Elites are there because they were there, so to say, and they tend to “export” themselves one field to another. For Gurri, they share

“a worldview and an attitude. The worldview is as old as Plato’s Republic and as contemporary as a Hollywood red-carpet walk: those who possess power and fame are believed to own an equal measure of virtue and intellect, otherwise, why are they there? Success, in other words, is always deserved. In a just society, many are called, but only sturdy pillars of the establishment must ever be chosen. They are the Platonic guardians of the modern world”.

Such confidence makes elites think they are best: sometimes, they are simply more organized, more compact, more homogeneous- and therefore capable to keep their grip on society. Yet from the great Italian “discoverers” of elites theory, from Mosca and Pareto onward, such grip is seen as dependent upon the rest of society recognizing elites are on top because they should be. Whatever form legitimacy takes (from the divine right of kings to liberal democracy to socialism), it defines why a certain group ought to be enjoying political power at the expense of the others. Vilfredo Pareto thought that elites were complex networks which, far from being monolithic, had constantly to renew themselves by co-opting—by whatever mechanism—new talents to avoid degeneration and decline. Yet if they closed themselves down that decline can accelerate sharply. I think it will be interesting to see how this broad scenario applies to the current crisis of elites- and in the face of almost endless talk about “diversity”. Is it that the more Western elites became obsessed by talking up diversity, the less diverse in truth they became? I suppose this would be the (arch)conservative view. But at the same time, at least prima facie, it is hard to deny that elites have been better to spot and acquire talents on the outskirts of society in recent years than they have ever been.

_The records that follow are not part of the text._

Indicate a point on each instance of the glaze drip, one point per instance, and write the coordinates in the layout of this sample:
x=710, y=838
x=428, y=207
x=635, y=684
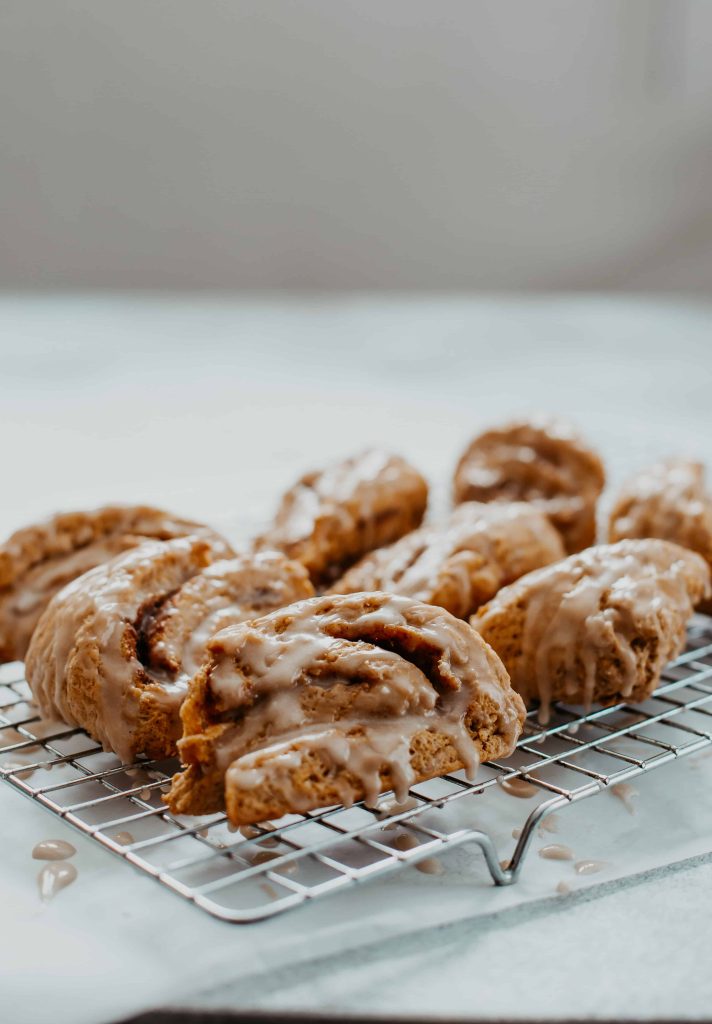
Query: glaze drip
x=136, y=628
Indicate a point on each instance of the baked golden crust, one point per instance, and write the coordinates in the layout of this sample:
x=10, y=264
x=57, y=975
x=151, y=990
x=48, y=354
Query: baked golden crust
x=540, y=461
x=668, y=501
x=114, y=650
x=330, y=518
x=37, y=561
x=335, y=699
x=599, y=626
x=461, y=563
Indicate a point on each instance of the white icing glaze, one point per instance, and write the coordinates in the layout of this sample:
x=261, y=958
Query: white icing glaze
x=590, y=605
x=101, y=620
x=554, y=851
x=266, y=667
x=332, y=517
x=667, y=501
x=53, y=878
x=464, y=561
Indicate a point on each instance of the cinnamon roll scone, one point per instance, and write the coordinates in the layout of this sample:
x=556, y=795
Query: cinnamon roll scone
x=336, y=699
x=668, y=501
x=330, y=518
x=115, y=649
x=540, y=461
x=598, y=627
x=39, y=560
x=461, y=563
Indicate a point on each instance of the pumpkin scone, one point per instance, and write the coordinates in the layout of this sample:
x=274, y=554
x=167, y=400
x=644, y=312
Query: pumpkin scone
x=333, y=517
x=461, y=563
x=668, y=501
x=540, y=461
x=115, y=650
x=599, y=627
x=336, y=699
x=39, y=560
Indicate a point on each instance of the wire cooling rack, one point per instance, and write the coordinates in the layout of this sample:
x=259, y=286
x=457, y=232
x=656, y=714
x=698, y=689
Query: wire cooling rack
x=253, y=872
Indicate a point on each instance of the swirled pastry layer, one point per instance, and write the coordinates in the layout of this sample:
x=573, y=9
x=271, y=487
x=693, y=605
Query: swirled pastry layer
x=599, y=626
x=39, y=560
x=541, y=461
x=330, y=518
x=115, y=649
x=335, y=699
x=461, y=563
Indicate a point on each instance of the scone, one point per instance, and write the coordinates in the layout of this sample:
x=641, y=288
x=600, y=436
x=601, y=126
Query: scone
x=599, y=626
x=115, y=649
x=540, y=461
x=668, y=501
x=39, y=560
x=461, y=563
x=330, y=518
x=336, y=699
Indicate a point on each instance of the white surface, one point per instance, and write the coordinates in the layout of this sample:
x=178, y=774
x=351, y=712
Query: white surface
x=211, y=408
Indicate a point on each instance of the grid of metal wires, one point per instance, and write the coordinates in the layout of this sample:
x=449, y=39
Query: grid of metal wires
x=253, y=872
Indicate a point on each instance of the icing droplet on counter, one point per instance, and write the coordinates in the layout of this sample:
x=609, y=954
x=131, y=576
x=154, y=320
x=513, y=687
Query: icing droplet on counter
x=625, y=793
x=53, y=878
x=394, y=806
x=556, y=852
x=589, y=866
x=53, y=849
x=517, y=787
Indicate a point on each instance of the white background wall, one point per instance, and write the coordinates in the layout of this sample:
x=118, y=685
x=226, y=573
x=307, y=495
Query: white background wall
x=355, y=143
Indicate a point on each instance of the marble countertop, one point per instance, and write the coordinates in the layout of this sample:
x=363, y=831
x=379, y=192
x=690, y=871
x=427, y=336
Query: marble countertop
x=211, y=406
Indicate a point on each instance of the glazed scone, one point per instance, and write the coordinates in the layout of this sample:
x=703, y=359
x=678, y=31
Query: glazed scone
x=461, y=563
x=336, y=699
x=540, y=461
x=330, y=518
x=114, y=650
x=599, y=626
x=37, y=561
x=670, y=502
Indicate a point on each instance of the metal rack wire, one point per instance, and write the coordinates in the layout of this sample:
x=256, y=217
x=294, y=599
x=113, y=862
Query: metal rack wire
x=254, y=872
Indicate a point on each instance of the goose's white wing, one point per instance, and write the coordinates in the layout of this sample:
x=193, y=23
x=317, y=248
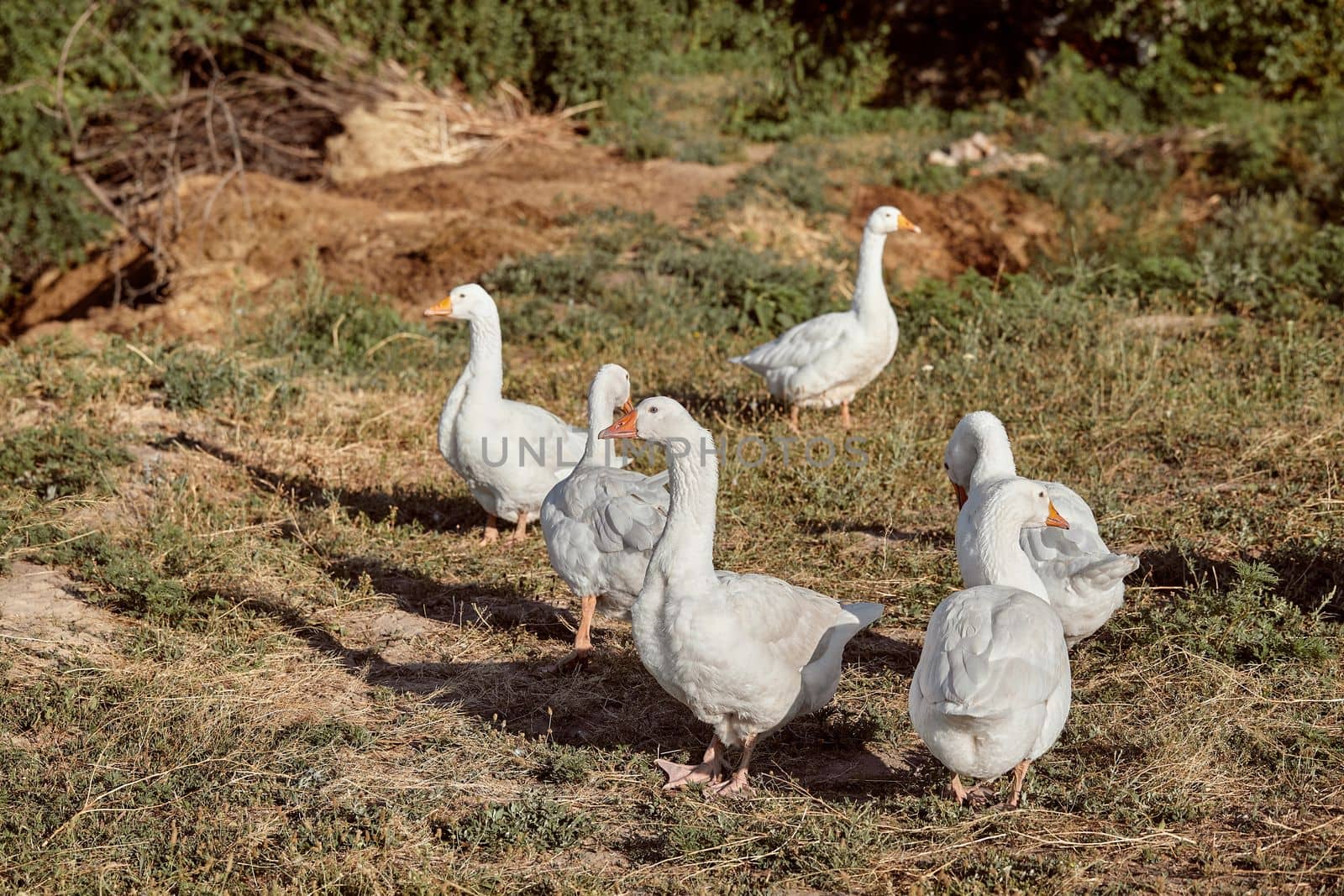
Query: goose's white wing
x=629, y=512
x=990, y=652
x=800, y=345
x=803, y=631
x=790, y=620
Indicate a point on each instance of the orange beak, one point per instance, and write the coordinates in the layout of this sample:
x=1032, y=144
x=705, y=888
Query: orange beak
x=443, y=309
x=622, y=429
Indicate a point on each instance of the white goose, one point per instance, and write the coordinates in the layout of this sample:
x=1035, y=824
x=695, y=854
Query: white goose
x=992, y=688
x=745, y=653
x=1084, y=580
x=824, y=362
x=510, y=453
x=601, y=523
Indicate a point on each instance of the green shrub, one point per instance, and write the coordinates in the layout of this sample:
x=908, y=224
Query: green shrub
x=194, y=379
x=1247, y=624
x=347, y=332
x=534, y=822
x=58, y=459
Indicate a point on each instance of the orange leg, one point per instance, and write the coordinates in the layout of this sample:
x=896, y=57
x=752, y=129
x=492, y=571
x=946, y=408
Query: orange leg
x=1019, y=774
x=582, y=642
x=710, y=772
x=521, y=531
x=492, y=532
x=737, y=783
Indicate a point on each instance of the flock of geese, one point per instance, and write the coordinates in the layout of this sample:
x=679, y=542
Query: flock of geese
x=748, y=653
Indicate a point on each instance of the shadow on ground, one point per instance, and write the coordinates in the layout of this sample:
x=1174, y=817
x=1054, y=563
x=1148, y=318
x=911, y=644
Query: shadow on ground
x=413, y=506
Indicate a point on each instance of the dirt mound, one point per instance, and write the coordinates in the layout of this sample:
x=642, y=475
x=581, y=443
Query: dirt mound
x=407, y=235
x=42, y=613
x=413, y=234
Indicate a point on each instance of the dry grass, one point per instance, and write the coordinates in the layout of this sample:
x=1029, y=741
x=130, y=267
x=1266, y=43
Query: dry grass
x=320, y=683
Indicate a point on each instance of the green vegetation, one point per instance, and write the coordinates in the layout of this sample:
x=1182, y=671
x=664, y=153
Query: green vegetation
x=58, y=459
x=286, y=665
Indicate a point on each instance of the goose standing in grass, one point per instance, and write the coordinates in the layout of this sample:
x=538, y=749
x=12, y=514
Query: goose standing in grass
x=824, y=362
x=601, y=523
x=511, y=454
x=1084, y=580
x=992, y=688
x=745, y=653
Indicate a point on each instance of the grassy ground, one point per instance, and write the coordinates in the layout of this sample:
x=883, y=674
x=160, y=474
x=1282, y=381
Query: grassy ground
x=291, y=667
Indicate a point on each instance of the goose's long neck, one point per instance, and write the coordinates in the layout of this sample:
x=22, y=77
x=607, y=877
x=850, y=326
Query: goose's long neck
x=1000, y=555
x=694, y=485
x=486, y=369
x=994, y=458
x=600, y=417
x=870, y=293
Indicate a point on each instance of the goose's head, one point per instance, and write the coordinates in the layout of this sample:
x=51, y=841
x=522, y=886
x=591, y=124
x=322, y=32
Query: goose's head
x=887, y=219
x=611, y=390
x=978, y=434
x=465, y=302
x=1016, y=504
x=655, y=419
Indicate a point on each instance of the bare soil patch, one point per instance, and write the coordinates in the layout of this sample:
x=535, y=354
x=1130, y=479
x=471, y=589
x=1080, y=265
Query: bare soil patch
x=409, y=235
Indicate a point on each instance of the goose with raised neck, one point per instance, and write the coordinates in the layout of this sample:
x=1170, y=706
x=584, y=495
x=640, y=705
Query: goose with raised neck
x=601, y=523
x=826, y=360
x=745, y=653
x=992, y=688
x=510, y=453
x=1084, y=580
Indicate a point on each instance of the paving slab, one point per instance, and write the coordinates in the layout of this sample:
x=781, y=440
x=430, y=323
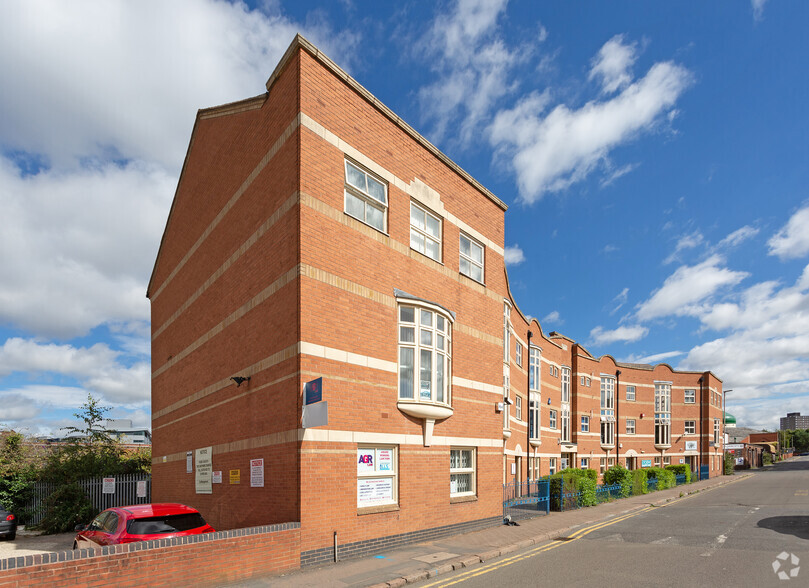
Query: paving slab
x=420, y=561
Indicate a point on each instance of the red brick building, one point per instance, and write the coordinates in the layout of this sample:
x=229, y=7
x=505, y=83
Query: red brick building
x=314, y=234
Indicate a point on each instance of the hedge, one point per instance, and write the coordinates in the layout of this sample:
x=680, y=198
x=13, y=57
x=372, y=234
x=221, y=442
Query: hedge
x=618, y=474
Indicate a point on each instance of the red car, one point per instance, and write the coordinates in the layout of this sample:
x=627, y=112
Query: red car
x=140, y=522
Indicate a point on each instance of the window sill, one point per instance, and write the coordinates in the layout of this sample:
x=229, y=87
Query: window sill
x=460, y=499
x=377, y=509
x=425, y=410
x=460, y=273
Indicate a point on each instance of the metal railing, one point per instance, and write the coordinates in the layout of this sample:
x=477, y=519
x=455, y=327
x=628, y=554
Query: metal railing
x=125, y=493
x=526, y=499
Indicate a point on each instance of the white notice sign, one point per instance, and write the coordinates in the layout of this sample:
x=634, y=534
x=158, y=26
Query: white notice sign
x=256, y=473
x=373, y=491
x=384, y=460
x=365, y=461
x=202, y=479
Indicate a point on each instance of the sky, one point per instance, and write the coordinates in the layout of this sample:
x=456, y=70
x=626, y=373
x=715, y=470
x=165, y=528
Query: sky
x=654, y=157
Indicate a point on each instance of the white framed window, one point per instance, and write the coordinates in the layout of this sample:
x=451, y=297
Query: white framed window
x=366, y=197
x=585, y=424
x=533, y=415
x=425, y=232
x=565, y=424
x=471, y=258
x=662, y=413
x=565, y=384
x=425, y=354
x=533, y=369
x=461, y=471
x=607, y=411
x=377, y=482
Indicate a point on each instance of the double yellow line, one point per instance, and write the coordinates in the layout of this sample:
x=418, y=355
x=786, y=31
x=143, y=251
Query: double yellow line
x=560, y=542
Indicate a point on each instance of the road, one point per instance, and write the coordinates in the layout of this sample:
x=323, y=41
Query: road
x=727, y=536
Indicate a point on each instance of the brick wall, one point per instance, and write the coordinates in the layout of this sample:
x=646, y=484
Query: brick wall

Elites and experts do not perfectly coincide, but, in our world, because of the long wave of the Platonic dream—and also, quite frankly, of the fact of the ever-growing complexities of government—breed a worldview in which competence and knowledge (or the appearance thereof) is a key factor of legitimacy, they do somehow. An interesting perspective, in the face of the crisis of expertise and elites, could be that of elites that want to keep to avoid decline. It seems to me that this recent piece by Arnold Kling, annotating a conversation between Linkedin’s Reid Hoffman and Stripe’s Patrick Collison, can be read as such. Arnold’s tips may be enough for a business, or a think tank, or a university department – but not sufficient as a tip for the upper strata of society as such. Still, there is plenty of good advice there for a persona of responsibility – to avoid, first and foremost, her own intellectual decline (which may mirror society’s one).